Successful educational gaming experiences must begin with a discrete set of concrete learning goals. What should players be able to know or do at the end of the game? If they are supposed to learn something, how can that learning be assessed? If the game is designed to change their perceptions or feelings about something, define the change and find or devise a way of measuring it. Without this, there is no way of determining if the game has been successful.

Be Patient, Be Iterative

Gamification is a relatively new development in libraries, and best practices are still emerging. Budding game designers need to resign themselves to the fact that there are few best practices to rely on, and they will probably not get it right the first time. Settle in for the long haul with an iterative design process: prototype, test, deploy, assess, and then start the cycle over again. Success will probably be a matter of refinement until the goal is met rather than instant gratification.

Involve Others

Game design in the commercial sector is a team affair that involves a diversity of skill sets. Find or make a diverse team to help design your game. Look for ways to draw patrons and users into the design process. Does your community have a gaming group, or a coding club? Reach out to those people. Partnerships can provide you with access to perspectives and skillets you lack, and that will help your game be more successful.

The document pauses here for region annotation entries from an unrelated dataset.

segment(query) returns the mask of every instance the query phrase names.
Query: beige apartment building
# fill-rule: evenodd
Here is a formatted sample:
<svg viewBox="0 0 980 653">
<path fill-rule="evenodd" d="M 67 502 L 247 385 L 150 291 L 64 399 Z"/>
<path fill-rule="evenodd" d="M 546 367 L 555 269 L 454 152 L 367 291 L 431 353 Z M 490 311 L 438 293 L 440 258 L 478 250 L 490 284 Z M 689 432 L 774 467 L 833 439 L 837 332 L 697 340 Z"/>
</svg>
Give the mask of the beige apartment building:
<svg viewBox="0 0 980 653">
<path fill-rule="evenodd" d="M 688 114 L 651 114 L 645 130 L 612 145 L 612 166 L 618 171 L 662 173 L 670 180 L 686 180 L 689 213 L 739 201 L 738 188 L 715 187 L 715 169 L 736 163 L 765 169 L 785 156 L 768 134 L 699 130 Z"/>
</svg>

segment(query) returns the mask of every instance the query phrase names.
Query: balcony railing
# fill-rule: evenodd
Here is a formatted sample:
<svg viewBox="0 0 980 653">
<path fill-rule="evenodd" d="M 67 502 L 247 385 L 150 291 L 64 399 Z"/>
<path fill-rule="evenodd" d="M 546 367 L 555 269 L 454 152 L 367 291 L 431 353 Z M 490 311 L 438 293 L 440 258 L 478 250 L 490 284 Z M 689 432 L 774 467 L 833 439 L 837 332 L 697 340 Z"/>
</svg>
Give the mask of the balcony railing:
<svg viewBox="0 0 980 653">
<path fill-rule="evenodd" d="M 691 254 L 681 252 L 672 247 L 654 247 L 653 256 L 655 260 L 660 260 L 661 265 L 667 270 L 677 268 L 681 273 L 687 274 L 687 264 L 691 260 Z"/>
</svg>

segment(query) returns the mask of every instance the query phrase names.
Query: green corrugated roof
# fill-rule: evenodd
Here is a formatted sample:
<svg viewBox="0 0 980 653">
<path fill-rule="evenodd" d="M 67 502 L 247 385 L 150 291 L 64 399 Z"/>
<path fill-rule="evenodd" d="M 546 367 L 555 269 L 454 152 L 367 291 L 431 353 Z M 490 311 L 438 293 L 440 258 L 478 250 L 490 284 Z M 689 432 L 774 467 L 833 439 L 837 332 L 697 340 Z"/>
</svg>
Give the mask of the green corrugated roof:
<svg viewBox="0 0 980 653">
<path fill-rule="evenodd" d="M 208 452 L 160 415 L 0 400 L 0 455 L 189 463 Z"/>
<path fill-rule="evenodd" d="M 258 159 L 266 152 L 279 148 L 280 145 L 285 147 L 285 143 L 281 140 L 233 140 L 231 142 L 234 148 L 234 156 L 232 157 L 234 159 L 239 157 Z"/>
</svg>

Identify Player Motivation

Locate the fun in your game early, and identify the reasons why people will want to play. Deciding whether to use extrinsic or intrinsic motivators will shape the form and direction of your game considerably (and this is a decision where player input is vital). This needn't be an either/or decision, here at GVSU we are using both in LibraryQuest, extrinsic rewards to lure people in and intrinsic ones to hopefully sustain interest. Balancing player motivation with your educational objectives is one of the most difficult parts of game design, so it's important that you keep sight of both in the development process.

Marketing

Unless the game is very small or situated in a framework like a classroom, letting people know about the game is going to be the first step in getting them to play it. Set aside time and money for marketing efforts, and make strategizing about how to get the word out part of the development work.

References

  1. Ralph Koster, A Theory of Fun for Game Design (New York: O'Reilly Media, 2013), chapter 3.
  2. "Industry Facts," Entertainment Software Association, accessed October 20, 2013, www.theesa.com/facts/index.asp.
  3. James Paul Gee, What Video Games Have to Teach Us About Learning and Literacy, Second Edition (New York: Palgrave Macmillan, 2007).
  4. NCSU Libraries, "NCSU Libraries Mobile Scavenger Hunt: Not Your Typical Library Orientation" accessed August 3, 2014, www.lib.ncsu.edu/instruction/scavenger.html.
  5. Jason Battles, Valerie Glenn, and Lindley Shedd, "Rethinking the Library Game: Creating an Alternate Reality with Social Media," Journal of Web Librarianship 5, no. 2 (2011): 114–31.
  6. Karen Markey, Chris Leeder, and Beth St. Jean, "Students' Behaviour Playing an Online Information Literacy Game," Journal of Information Literacy 5, no. 2 (December 2011): 46–65.
  7. Running in the Halls Limited, "Engaging Libraries with LibraryGame," accessed August 2, 2014, http://librarygame.co.uk.
  8. Kyle Felker, "LibraryQuest: Developing a Mobile Game App For a Library," accessed August 2, 2014, http://acrl.ala.org/techconnect/?author_name=felkerkgvsu-edu.
  9. Gabriel Zicherman, Gamification by Design (Sebastopol, CA: O'Reilly, 2011), 36.
  10. Ibid., 42.
  11. Tracy Fullerton, Game Design Workshop: A Playcentric Approach to Creating Innovative Games (Boston: Morgan Kaufmann, 2008).
  12. Zicherman, Gamification By Design, 58.
  13. Jane McGonigal, Reality Is Broken: Why Games Matter and How They Can Change The World (New York: Penguin, 2011), 119.